I put this information in my AGENTS.md, for similar goals. Why might I prefer this option you are presenting instead? It seems like it ensures all code parts are referenced in a JSON object, but I heavily filter those down because most are unimportant. It does not seem like I can do that here, which makes me thing this would be less token efficient than the AGENTS.md files I already have. Also, JSON syntax eats up tokens with the quotes, commas, and curlies

Another alternative to this, give your agents access to LSP servers so they can decide what to query. You should address this in the readme as well

How is it deterministic? I searched the term in the readme and only found claims, no explanation

From the readme

> Pre-processed relationships - Dependency graphs are explicit (graph.edges) rather than requiring inference

I suspect this actually is the opposite. Injecting some extra, non-standard format or syntax for expressing something requires more cycles for the LLM to understand. They have seen a lot of Typescript, so the inference overhead is minimal.
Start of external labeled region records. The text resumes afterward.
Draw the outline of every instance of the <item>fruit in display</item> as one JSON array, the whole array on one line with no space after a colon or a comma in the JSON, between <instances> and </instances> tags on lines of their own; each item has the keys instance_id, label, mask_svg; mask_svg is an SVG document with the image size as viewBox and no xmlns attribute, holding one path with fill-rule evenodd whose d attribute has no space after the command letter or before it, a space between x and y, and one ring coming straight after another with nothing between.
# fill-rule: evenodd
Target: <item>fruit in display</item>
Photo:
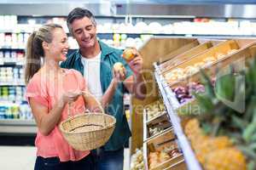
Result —
<instances>
[{"instance_id":1,"label":"fruit in display","mask_svg":"<svg viewBox=\"0 0 256 170\"><path fill-rule=\"evenodd\" d=\"M135 54L133 53L133 49L132 48L125 48L123 52L123 58L126 60L126 61L131 61L134 59Z\"/></svg>"},{"instance_id":2,"label":"fruit in display","mask_svg":"<svg viewBox=\"0 0 256 170\"><path fill-rule=\"evenodd\" d=\"M215 86L202 72L205 92L193 94L202 111L184 132L204 169L256 169L256 61L247 65Z\"/></svg>"},{"instance_id":3,"label":"fruit in display","mask_svg":"<svg viewBox=\"0 0 256 170\"><path fill-rule=\"evenodd\" d=\"M124 73L125 68L120 62L117 62L113 65L113 69L115 72Z\"/></svg>"},{"instance_id":4,"label":"fruit in display","mask_svg":"<svg viewBox=\"0 0 256 170\"><path fill-rule=\"evenodd\" d=\"M246 157L235 147L212 150L206 157L206 170L246 170Z\"/></svg>"}]
</instances>

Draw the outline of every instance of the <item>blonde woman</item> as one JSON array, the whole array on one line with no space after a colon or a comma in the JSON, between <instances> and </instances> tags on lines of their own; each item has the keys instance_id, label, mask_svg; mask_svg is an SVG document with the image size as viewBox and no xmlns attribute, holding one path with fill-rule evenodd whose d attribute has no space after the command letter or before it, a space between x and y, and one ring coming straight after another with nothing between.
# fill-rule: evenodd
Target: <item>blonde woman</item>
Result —
<instances>
[{"instance_id":1,"label":"blonde woman","mask_svg":"<svg viewBox=\"0 0 256 170\"><path fill-rule=\"evenodd\" d=\"M81 95L86 90L83 76L75 70L60 68L67 50L67 37L55 24L42 26L27 42L26 98L38 128L35 170L94 168L90 150L73 149L58 128L68 116L68 102L73 104L73 114L96 108L93 100Z\"/></svg>"}]
</instances>

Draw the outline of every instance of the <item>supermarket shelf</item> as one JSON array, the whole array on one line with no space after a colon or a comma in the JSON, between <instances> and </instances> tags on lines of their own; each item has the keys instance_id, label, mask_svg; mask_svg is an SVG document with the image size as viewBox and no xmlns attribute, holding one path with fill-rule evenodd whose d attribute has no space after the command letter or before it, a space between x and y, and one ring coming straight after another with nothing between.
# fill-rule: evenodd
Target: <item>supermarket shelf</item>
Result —
<instances>
[{"instance_id":1,"label":"supermarket shelf","mask_svg":"<svg viewBox=\"0 0 256 170\"><path fill-rule=\"evenodd\" d=\"M175 99L174 94L170 90L169 87L163 82L163 80L161 79L161 77L158 73L159 70L157 68L156 64L154 64L154 67L155 67L155 72L154 72L155 79L159 86L160 91L162 94L165 105L166 107L172 127L174 128L175 134L177 135L177 138L178 139L179 146L183 150L184 159L187 163L187 167L189 170L201 170L200 163L198 162L194 154L194 151L190 147L189 142L188 141L188 139L186 138L186 136L183 132L180 124L180 119L177 116L174 109L177 108L177 105L179 104L177 104L177 101L174 99Z\"/></svg>"},{"instance_id":2,"label":"supermarket shelf","mask_svg":"<svg viewBox=\"0 0 256 170\"><path fill-rule=\"evenodd\" d=\"M25 64L25 60L21 60L21 61L3 61L0 60L0 65L10 65L10 66L13 66L13 65L20 65L20 66L22 66L24 65Z\"/></svg>"},{"instance_id":3,"label":"supermarket shelf","mask_svg":"<svg viewBox=\"0 0 256 170\"><path fill-rule=\"evenodd\" d=\"M0 133L35 134L36 133L36 123L32 120L0 120Z\"/></svg>"}]
</instances>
This is similar to the difference between a Chess Grandmaster and a new player. The master or llm has specialized pathways dedicated to their domain (chess / typescript). A Grandmaster does not think about how pieces move (what does "graph.edges" mean?), they see the board in terms of space control. Operational and minor details have been conditioned into the low level pathways leaving more neurons free to work on higher level tasks and reasoning.

I don't have evals to prove one way or the other, but the research generally seems to suggest this pattern holds up, and it makes sense with how they are trained and the mathematics of it all.

Thoughts?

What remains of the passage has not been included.